The protracted talks over a scheme to close troubled lenders to complement European Central Bank supervision illustrates the politically charged nature of the plan to disentangle states and the banks from which they borrow.

An agreement between countries and the European Parliament had been pencilled in for this week but ministers entering the second day of talks on Tuesday conceded that it may take longer.

“This is important for the signal it sends to markets,” said Spain's Economy Minister Luis de Guindos. “I hope we will make quite a bit of progress and if not, then next week we can finish the negotiation. We still have time.”

Although signed off by states in December, the fine print governing how the new regime will work has reignited debate.

Meanwhile, time is running out to reach agreement with the parliament, which must approve the law before disbanding for May elections. Failure to seal a deal in time threatens further months of delay and uncertainty given an expected rise in the number of eurosceptic lawmakers after the poll.
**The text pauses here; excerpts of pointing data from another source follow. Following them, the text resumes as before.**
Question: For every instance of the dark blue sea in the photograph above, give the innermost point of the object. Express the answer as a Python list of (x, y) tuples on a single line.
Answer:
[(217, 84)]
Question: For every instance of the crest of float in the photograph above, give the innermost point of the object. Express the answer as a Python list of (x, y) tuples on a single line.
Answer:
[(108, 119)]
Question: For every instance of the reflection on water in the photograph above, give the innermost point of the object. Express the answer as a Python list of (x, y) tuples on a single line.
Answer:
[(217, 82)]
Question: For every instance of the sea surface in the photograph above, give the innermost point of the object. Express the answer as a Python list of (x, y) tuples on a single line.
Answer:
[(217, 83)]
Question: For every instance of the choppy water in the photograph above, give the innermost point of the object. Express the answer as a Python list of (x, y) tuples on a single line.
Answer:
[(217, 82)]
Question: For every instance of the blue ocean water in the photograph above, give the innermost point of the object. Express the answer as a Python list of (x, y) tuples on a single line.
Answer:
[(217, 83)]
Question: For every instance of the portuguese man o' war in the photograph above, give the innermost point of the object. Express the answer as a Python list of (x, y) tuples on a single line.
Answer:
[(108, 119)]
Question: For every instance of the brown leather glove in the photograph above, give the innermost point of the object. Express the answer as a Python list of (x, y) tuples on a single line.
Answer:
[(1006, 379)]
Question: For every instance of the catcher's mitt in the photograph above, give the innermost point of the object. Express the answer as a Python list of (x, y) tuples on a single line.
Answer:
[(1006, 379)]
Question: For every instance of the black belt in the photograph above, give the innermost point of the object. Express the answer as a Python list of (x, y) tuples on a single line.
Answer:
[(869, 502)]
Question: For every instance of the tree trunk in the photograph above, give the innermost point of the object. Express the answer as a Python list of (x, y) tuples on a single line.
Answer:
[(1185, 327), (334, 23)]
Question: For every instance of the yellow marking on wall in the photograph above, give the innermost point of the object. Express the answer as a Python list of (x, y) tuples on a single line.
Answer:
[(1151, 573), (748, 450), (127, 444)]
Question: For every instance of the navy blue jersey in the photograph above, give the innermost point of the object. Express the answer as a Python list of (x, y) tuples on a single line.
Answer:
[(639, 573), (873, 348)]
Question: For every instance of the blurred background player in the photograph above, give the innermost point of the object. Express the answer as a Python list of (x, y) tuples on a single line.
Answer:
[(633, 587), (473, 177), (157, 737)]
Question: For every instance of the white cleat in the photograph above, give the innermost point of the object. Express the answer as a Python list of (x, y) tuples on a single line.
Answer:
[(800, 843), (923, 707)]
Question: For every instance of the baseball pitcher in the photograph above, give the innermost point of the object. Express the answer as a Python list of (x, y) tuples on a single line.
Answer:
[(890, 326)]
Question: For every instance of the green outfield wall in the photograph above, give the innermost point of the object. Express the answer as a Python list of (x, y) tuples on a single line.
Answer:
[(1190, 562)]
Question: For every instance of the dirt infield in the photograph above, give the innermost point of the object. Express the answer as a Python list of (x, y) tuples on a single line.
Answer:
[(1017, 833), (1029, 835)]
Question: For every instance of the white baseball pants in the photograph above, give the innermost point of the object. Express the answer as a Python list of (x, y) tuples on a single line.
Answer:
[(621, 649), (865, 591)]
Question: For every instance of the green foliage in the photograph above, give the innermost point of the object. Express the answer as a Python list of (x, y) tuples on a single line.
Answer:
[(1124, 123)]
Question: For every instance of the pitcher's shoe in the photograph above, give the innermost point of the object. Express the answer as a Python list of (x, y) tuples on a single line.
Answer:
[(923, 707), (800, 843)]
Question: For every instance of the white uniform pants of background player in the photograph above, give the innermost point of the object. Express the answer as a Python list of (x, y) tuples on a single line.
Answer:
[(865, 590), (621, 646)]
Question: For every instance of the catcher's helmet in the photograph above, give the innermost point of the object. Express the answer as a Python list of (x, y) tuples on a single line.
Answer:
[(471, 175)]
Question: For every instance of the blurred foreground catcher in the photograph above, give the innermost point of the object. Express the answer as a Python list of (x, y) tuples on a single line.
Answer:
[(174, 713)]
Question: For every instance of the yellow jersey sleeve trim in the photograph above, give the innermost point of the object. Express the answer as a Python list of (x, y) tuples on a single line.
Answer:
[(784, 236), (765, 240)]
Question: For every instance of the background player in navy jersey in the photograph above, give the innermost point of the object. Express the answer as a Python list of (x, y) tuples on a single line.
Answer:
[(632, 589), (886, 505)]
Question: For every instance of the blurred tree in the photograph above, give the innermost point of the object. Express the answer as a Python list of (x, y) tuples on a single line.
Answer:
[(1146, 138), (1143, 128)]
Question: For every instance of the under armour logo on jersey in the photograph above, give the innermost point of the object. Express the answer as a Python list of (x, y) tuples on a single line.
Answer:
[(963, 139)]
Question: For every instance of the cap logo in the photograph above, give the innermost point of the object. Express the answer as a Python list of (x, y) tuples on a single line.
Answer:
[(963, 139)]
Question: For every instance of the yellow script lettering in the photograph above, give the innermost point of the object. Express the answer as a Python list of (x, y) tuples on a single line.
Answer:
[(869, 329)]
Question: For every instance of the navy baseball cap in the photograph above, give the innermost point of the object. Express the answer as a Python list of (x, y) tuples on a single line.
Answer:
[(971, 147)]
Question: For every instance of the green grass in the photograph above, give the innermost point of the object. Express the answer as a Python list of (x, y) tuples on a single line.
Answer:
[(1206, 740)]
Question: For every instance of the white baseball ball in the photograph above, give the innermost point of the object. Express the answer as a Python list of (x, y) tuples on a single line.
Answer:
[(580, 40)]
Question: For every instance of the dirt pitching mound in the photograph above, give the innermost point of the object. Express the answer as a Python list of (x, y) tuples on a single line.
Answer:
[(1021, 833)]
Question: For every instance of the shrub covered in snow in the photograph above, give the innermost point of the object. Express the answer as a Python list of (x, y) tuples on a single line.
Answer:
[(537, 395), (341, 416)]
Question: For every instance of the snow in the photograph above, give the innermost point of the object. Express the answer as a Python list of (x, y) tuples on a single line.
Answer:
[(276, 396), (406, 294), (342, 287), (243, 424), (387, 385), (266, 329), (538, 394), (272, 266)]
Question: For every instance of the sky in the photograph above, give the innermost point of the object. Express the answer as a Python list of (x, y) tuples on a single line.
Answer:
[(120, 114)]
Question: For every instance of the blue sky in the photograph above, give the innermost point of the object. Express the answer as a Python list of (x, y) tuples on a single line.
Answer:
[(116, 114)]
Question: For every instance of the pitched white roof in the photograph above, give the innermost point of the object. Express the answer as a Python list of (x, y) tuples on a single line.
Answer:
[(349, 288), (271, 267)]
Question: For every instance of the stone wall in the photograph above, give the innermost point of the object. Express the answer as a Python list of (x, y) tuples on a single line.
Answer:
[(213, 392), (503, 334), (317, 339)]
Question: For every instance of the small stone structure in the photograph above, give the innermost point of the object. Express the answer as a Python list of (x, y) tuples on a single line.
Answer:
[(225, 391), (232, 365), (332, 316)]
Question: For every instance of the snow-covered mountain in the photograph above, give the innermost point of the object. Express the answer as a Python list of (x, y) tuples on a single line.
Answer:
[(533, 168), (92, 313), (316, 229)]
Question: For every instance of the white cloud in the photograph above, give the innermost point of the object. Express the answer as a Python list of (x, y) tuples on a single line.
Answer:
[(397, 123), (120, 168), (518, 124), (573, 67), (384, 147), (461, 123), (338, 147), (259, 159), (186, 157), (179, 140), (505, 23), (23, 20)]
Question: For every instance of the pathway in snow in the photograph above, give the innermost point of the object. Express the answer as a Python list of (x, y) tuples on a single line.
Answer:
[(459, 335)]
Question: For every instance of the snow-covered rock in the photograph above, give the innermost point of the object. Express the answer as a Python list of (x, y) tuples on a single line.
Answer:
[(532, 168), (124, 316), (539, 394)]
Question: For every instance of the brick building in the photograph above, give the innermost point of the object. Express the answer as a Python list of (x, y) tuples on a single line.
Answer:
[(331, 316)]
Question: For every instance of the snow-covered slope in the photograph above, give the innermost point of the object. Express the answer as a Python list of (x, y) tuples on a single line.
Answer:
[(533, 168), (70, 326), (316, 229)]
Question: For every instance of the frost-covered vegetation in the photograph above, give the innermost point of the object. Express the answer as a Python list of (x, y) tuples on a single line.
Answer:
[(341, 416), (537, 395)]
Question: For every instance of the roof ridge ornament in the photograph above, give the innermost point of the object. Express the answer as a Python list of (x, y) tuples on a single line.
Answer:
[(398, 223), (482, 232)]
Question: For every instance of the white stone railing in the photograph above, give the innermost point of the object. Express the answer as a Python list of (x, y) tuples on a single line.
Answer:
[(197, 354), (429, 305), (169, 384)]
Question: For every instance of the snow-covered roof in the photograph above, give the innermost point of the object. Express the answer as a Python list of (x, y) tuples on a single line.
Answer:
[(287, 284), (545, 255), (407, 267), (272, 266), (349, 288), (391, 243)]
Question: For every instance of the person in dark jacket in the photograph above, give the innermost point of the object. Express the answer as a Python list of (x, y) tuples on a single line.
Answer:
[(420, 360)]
Empowering the ECB to police banks as well as setting up an agency to shut troubled lenders alongside a fund to cover the costs - a project known as banking union - is the most ambitious political project in Europe since the euro.

Yet it means different things for the countries involved.

COMMON GOAL?

While France and Spain see it as a step towards sharing bank risks with Germany and advancing towards a common cost of borrowing across the euro zone, Berlin places greater emphasis on imposing losses on the creditors of laggard banks.

“We need to break the vicious circle between banking debt and sovereign debt,” French Finance Minister Pierre Moscovici told reporters. “It's also a question of unifying the interest rates in the European Union.”

His German counterpart, Wolfgang Schaeuble, emphasised the need for strict 'bail-in' rules to impose losses on bondholders and other creditors of a failing bank.

“It's clear that the bail-in rules apply,” said Schaeuble. “They can't be weakened because it makes no sense to constantly talk about the taxpayer no longer having to foot the bill and then to begin not applying the rules about owners and creditors taking the risk at the start.”

These rules are due to come into force in 2016 but Germany wants them to apply within the euro zone from when the ECB takes on its role of watchdog, at the end of this year.

That would herald tougher treatment of investors in banks found to be in poor health in ECB health checks.

The banking union, and the clean-up of lenders' books that will accompany it, is intended to restore banks' confidence in one another and boost lending across the currency bloc, helping foster growth in the 18 economies that use the euro.

New lending has been throttled by banks' efforts to raise capital and cut their risks during a recession, especially in countries hit hardest by the sovereign debt crisis.

The banking union is supposed to break the link between indebted states and the banks that buy their debt, treated in law as 'risk-free' despite Greece's default in all but name.

CUMBERSOME

Euro zone banks now hold about 1.75 trillion euros of government debt, equivalent to 5.7 percent of their assets and the highest relative exposure since 2006, according to the European Central Bank. In Italy and Spain, roughly one in every 10 euros in the banking system is now on loan to governments.

At the heart of the dispute over the scheme is the complex process of closing a bank. Countries are reluctant to cede authority to Brussels and want a laborious system of checks before any decision to shut a bank can be taken.

EU finance ministers agreed in early December that a decision on closing down a bank in the euro zone would be taken by the board of a 'resolution' agency, but that it must then be approved by ministers.

The European Parliament, on the other hand, wants no involvement of EU ministers, arguing it politicizes the process and makes it cumbersome.

Governments and parliamentarians also disagree on how quickly to build up the fund to cover the costs of shutting a bank, and how soon countries should be able to dip into the pot. The fund will be filled by euro zone banks and is slated to reach around 55 billion euros ($76 billion).

Governments want the fund to reach full size over 10 years, while the parliament wants the fund to be fully available to all euro zone countries after just three years.